- Born: 1946 or 1947 (age 79–80) Penang, British Malaya
- Occupations: Newspaper columnist, humour writer

Chinese name
- Chinese: 杜碧珠
- Hanyu Pinyin: Dù Bìzhū
- Hokkien POJ: Tō͘ Phek-chu

= Sylvia Toh =

Singaporean newspaper columnist

Sylvia Toh Paik Choo (杜碧珠; born 1946) is a Singaporean newspaper columnist and humour writer.

==Early life and education==
Toh was born in Penang to a Hokkien-speaking family. Her family moved to Singapore shortly after her birth. She studied at St Margaret’s Girls School but left the school at 14 after failing school examinations. She then studied at a private school and then Stamford College for her O and A levels respectively.

== Career ==
She is the author of Eh Goondu! (1982) and Lagi Goondu! (1986), the first two books on Singlish.

She previously wrote for The New Paper before moving to fashion website Superadrianme.
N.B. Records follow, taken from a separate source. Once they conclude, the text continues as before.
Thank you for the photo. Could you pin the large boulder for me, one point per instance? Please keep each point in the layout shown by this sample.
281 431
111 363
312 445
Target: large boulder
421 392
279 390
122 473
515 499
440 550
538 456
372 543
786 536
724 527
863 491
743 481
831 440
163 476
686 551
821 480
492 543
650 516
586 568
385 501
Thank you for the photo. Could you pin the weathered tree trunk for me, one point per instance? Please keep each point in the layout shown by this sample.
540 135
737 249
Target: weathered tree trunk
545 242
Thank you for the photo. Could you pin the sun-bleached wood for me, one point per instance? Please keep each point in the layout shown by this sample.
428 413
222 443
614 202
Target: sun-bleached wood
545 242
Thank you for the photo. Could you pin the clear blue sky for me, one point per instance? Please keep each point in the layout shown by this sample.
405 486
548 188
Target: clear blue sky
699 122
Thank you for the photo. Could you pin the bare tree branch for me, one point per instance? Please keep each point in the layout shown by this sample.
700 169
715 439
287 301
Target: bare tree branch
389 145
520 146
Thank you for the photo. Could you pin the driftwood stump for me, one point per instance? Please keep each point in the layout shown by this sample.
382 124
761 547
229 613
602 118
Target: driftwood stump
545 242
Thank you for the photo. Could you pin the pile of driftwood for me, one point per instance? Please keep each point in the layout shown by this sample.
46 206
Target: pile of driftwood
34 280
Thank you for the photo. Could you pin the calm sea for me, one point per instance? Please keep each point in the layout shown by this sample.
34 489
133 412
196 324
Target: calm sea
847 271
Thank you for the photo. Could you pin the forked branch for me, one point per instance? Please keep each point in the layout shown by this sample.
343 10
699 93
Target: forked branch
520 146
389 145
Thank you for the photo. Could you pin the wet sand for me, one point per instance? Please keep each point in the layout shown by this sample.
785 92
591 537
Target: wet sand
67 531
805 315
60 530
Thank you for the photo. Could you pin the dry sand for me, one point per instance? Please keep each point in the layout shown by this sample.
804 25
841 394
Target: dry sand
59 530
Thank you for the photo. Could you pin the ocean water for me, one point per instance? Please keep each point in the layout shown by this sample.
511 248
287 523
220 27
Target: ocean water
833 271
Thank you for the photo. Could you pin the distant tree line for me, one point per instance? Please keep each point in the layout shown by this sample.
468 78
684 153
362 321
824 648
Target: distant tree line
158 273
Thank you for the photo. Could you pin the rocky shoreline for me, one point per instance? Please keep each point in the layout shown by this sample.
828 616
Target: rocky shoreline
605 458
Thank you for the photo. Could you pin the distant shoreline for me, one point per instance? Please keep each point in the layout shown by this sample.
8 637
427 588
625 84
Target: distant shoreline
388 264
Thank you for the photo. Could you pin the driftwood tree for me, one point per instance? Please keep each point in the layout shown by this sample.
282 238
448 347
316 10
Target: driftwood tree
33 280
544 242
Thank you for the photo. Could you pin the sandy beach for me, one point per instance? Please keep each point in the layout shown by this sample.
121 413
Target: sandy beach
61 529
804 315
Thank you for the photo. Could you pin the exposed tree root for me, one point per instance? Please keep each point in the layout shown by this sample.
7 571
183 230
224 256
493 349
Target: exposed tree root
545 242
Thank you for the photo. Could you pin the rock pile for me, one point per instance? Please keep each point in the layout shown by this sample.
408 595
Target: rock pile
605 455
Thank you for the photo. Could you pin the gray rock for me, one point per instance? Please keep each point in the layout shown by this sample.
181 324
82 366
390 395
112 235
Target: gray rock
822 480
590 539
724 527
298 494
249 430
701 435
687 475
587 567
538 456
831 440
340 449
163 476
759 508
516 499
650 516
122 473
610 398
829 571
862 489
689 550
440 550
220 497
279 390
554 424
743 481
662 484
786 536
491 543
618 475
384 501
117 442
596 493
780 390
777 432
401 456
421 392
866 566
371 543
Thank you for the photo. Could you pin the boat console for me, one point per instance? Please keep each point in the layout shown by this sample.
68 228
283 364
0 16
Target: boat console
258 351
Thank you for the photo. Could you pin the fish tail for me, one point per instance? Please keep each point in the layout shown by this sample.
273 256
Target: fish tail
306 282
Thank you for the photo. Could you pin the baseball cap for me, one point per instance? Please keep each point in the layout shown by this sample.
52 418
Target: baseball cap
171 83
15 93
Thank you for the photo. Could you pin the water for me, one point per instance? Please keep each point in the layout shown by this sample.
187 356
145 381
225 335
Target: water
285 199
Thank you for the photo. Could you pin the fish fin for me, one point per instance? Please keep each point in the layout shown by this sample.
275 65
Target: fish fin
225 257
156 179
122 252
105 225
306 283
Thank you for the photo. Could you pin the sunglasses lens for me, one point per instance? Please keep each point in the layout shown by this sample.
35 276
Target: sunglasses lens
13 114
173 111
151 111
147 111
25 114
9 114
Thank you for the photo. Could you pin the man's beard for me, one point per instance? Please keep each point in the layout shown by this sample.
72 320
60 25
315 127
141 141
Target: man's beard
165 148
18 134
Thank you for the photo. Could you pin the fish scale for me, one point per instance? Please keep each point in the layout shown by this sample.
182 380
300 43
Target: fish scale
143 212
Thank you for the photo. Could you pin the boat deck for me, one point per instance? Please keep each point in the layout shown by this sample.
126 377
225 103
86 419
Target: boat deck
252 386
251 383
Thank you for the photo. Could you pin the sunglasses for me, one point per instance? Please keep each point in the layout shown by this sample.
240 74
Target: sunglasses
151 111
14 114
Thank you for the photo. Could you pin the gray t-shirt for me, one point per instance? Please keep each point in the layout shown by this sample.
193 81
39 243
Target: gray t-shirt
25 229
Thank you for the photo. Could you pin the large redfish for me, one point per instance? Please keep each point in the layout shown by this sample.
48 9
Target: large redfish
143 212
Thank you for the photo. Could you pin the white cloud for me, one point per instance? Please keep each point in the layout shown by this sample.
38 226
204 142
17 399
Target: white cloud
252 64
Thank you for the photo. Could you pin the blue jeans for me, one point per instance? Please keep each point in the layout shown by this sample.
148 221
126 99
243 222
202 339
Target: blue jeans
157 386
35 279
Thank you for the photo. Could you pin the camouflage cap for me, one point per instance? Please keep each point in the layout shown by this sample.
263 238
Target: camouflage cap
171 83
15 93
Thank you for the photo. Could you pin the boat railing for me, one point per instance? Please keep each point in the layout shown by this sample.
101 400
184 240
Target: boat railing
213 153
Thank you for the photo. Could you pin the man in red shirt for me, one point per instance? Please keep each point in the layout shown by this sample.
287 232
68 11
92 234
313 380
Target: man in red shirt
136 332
In 2023, Toh was inducted into the Singapore Media Industry Hall of Fame.

In 2024, Toh was inducted into the Singapore Women's Hall of Fame.

==Bibliography ==
- Eh Goondu! (1982, Eastern Universities Press) ISBN 9971711680
- The Pick of Paik Choo (1982, Times Books International) ISBN 997165122X
- Friendship, Courtship, Hatred, Love (1983, Times Books International) ISBN 9971651335
- Lagi Goondu! (1986, Times Books International) ISBN 9971652242
- The Original Singapore Sling Book (1986, Landmark Books) ISBN 9813002026
- On the Buses (1987, Landmark Books) ISBN 9813002077
- The Hosomes! (1994, Singapore Courtesy Council)
- Paik-Choo (2011). "The complete eh, goondu!"